Studying a few product categories that the Ummah use, one industry that emerges with a very strong opportunity of developing a truly sustainable competitive advantage is the Retail Islamic Finance Industry.
From the little I’ve been able to study the industry (retail), it seems the operating principles have, primarily, been to re-package conventional financial products and make them ‘sharia compliant’. There could be many reasons for this, but that’s not the purpose of this post. Across markets, the products IFI’s offer also do not have much variation and all are tied up in a labyrinth of sharia compliance, conformity and confounding jargon.
But with a growing global ummah, that has strong disposable income and a penchant for utilising their money for ‘value for money’ products across markets, the lack of simplicity and clarity of brand identity of Islamic finance based retail products seems to be lacking. Having simplicity and ensuring comprehension can, actually, provide the industry (as a whole) huge growth possibilities. Perhaps, this could be due to the fact that finance (as an industry) was primarily a B2B (business to business) function and from the realm of this sector emerged Islamic Finance as an alternative channel of finance and it did not actually develop as a retail product for the financial institutions.
Now, however, with the emergence of Islamic Finance into mainstream finance, the renewed interest in Islamic Finance globally and the resurgence of the ummah, it seems to present both the Islamic Finance Industry as well as the corporates (in this sector) a unique scenario of developing a strong competitive advantage.
But in order to develop this advantage, a re-look at just the product make up or marketing communications would not do. In order to create and deliver such a competitive advantage the entire process of strategic business planning would need to be reviewed. This review is necessary so as to ensure that the end result in terms of the product and brand delivery match up to what the market needs, wants and can bear.
And this becomes the starting point, in order to build such a competitive advantage.

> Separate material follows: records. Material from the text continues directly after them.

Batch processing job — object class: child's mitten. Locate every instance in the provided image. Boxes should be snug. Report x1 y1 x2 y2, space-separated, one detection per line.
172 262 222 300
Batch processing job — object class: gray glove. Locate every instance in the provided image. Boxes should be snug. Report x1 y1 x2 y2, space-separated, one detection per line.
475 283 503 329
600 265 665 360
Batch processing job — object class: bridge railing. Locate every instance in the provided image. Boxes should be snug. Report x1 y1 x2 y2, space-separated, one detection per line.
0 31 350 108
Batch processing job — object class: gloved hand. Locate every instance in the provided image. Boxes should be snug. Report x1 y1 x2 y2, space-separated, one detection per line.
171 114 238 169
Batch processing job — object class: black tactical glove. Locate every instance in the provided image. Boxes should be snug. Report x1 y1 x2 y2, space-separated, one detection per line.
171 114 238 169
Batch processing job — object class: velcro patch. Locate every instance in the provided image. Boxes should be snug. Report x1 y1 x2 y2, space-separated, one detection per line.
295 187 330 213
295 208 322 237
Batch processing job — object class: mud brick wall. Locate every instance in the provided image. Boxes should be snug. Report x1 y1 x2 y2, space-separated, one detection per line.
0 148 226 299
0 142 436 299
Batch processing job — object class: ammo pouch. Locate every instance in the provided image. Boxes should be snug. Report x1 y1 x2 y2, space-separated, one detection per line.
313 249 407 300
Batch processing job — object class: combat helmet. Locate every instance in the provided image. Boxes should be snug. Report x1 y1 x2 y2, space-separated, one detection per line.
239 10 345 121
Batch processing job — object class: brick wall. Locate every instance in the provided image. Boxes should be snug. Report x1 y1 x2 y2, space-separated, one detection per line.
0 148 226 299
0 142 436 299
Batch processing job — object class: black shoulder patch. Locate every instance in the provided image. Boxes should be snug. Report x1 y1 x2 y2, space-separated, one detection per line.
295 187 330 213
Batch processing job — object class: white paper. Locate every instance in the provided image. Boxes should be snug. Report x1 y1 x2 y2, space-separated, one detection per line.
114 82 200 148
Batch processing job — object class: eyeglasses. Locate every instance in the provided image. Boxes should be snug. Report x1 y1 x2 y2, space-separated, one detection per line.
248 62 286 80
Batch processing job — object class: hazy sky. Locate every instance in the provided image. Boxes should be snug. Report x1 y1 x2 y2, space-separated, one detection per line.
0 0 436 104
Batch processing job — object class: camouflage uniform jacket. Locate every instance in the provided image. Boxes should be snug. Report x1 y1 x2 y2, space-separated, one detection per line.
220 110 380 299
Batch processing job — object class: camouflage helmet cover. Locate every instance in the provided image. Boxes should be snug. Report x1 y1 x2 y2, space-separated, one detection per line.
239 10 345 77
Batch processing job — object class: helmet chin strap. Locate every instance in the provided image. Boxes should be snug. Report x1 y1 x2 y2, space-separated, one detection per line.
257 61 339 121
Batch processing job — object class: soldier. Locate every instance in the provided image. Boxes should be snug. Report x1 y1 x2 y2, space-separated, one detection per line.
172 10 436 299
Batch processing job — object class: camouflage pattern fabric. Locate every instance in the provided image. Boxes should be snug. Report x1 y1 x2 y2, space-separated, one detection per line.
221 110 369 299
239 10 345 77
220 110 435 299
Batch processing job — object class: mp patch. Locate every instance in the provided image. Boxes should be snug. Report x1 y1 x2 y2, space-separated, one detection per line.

By understanding what are the perceptions, awareness and comprehension levels of consumers for Islamic Finance products and services are, either the industry (as a body) or the businesses (that make up the industry)can develop products that are truly what the ummah need.
Having this vital amount of information would allow the business to:
A. Implement marketing programs which would increase the understanding of the benefits of Islamic Finance products amongst the consumers and thereby increase acceptance
B. Assist in new product development as the development would be based on consumer needs. Thereby acceptance, of the new product, would be there thus guaranteeing revenue returns to the business.
C. Re-design OR bring in innovation (through benchmarking using cross-industry practice) in its service parameters so as to fulfil the ‘expectations of the target consumer’.
If the retail Islamic Finance businesses undertake this paradigm shift, a fundamental “rule of the game’ would change:
–> Instead of operating their businesses on the current “profit making from disguised interest” platform they would move on to the platform of “profit making through service that provides key benefits to society” and (the surprising part is), many of the IFI’s, if they are transparent and up-front and communicate this business objective to the consumer, they will have consumer acceptance and through that generate profits.
The question now is whose going to take that first big step and step out of the “standard-operating-process” and invest in research that goes beyond the usual “product tests” and moves to identify lifestyle cues to aid in product development?